Now, given the market shares of Sony and Microsoft for the PS2 and Xbox, it is entirely likely that people interested in those companies' next offerings already have their previous ones.

We must assume that Sony and Microsoft plan to price these media centers below the cost of manufacturing. If this is not the case, the price will be extremely prohibitive (at least $500 if no $700 each). This means that both companies must try and rely on software and related sales to make up the deficit (both companies aren't exactly producing movies to play on these media centers).

Given the likely cost of the new systems ($300-$400) they really need a good software draw. Both companies had impressive showings at E3, although there was skepticism as to Perfect Dark Zero's ability to be complete prior to the launch of the Xbox 360. The question here is will it be enough.

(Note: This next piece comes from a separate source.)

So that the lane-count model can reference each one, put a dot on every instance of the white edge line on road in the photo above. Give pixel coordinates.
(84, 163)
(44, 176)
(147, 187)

Nintendo's system is built to be a gaming console, with the option of paying extra for add-ons to play movies and whatever else you may need. That's their advantage. You can buy all the bells and whistles the other consoles have (maybe not quite, but almost) if you want them. If you already have a DVD player, the Revolution will be that much cheaper than the competition.

Being centered around being a video game console, I have no doubt that Nintendo will be able to underprice the competition (they always have before, even before this "media center" stuff). The question then is put to consumers, buy extra expensive "media centers" with functions you don't need and in some cases limited backwards compatibility or, buy the actual console with backwards compatibility for numerous consoles complete with the entire history of the greatest franchises included the console from the last generation and keep your other consoles and their libraries?

The argument is somewhat of a stretch, but it makes sense to me.